Unit-Based Safety Program Improves Safety Culture, Reduces Medication Errors and Length of Stay
Snapshot
Summary
The Comprehensive Unit-Based Safety Program (CUSP) is a safety culture program that is designed to educate and improve awareness about patient safety and quality of care, empower staff to take charge and improve safety in their workplace, create partnerships between units and hospital executives to improve organizational culture and provide resources for unit improvement efforts, and provide tools to investigate and learn from defects. The unit-based team uses a structured process integrated into an organizational strategic plan, while deferring to the local wisdom of frontline staff members who prevent safety hazards every day.
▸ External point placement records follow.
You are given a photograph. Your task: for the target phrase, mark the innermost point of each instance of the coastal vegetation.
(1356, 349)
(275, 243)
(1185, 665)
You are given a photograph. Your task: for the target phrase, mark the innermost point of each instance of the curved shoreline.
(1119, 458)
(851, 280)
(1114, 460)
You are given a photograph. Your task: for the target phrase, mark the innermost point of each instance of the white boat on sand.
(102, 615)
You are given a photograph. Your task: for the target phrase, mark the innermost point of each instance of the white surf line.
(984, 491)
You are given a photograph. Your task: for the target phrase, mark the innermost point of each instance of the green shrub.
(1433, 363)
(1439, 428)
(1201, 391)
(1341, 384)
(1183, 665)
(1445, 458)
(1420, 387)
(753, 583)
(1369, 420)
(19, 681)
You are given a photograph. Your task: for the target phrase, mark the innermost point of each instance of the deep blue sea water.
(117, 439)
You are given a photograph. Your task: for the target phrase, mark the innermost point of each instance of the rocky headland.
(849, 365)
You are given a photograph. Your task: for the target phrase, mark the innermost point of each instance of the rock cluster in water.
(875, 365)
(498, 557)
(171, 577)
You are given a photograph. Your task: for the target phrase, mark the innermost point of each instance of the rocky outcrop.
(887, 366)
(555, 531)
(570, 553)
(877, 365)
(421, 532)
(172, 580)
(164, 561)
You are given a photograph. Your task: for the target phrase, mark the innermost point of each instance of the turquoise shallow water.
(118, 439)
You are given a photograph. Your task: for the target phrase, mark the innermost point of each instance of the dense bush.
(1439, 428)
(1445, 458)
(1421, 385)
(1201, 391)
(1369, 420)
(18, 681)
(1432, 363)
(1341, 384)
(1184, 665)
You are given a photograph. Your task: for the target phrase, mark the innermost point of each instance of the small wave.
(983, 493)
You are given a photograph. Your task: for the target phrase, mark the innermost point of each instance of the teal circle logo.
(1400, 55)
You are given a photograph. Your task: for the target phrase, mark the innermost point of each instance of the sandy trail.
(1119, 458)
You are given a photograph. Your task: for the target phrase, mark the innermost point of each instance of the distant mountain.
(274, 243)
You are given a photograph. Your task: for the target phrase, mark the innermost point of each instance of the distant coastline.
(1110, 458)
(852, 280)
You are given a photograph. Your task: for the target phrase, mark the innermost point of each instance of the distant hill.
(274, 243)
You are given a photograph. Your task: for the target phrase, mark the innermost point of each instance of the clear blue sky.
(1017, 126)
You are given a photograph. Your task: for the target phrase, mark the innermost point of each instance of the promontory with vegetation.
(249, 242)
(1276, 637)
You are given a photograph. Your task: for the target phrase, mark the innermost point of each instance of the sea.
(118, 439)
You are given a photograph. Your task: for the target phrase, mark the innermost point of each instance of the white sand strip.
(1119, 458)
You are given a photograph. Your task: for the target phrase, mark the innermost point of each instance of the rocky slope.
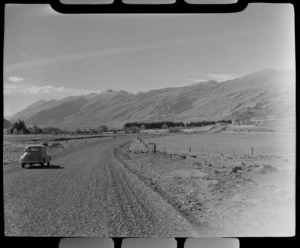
(262, 96)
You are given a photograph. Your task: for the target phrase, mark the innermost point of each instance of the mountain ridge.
(260, 95)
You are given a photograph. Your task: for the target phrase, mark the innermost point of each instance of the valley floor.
(232, 194)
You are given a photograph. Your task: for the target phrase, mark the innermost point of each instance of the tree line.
(153, 125)
(206, 123)
(170, 124)
(19, 127)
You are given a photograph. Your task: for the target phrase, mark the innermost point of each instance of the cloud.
(42, 89)
(12, 89)
(15, 79)
(221, 77)
(27, 64)
(196, 80)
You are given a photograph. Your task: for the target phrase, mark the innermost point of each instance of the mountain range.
(261, 96)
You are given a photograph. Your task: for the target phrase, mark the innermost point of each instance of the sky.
(48, 55)
(149, 243)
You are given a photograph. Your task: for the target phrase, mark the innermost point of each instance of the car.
(35, 154)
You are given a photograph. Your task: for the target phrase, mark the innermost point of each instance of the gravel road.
(86, 192)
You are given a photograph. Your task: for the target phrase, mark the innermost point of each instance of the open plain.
(117, 186)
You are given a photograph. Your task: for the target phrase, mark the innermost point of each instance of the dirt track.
(86, 192)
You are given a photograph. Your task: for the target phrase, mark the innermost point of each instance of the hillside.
(6, 124)
(263, 96)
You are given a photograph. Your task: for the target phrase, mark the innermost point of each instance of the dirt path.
(230, 194)
(86, 192)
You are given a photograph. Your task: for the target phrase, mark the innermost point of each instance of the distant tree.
(35, 129)
(11, 130)
(174, 129)
(103, 128)
(135, 129)
(164, 126)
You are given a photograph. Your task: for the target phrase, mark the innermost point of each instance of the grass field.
(262, 143)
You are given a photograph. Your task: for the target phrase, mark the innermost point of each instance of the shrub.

A pre- and post-implementation evaluation of CUSP in two surgical intensive care units at Johns Hopkins Hospital found that the program improved the safety culture and was associated with a reduction in intensive care length of stay, medication errors, and possibly nursing turnover.1 Similar results are seen in other units and other settings (e.g., Michigan intensive care units).2
See the Results section for updated data on improvements in safety culture, the Planning and Development section for information about a new tool to improve guideline compliance, and the Use by Other Organizations section for details about program expansion (updated November 2009).
Evidence Rating
Moderate: The evidence consists of pre- and post-implementation comparisons of key outcomes, including perceptions of safety culture, LOS, medication errors, and nursing turnover.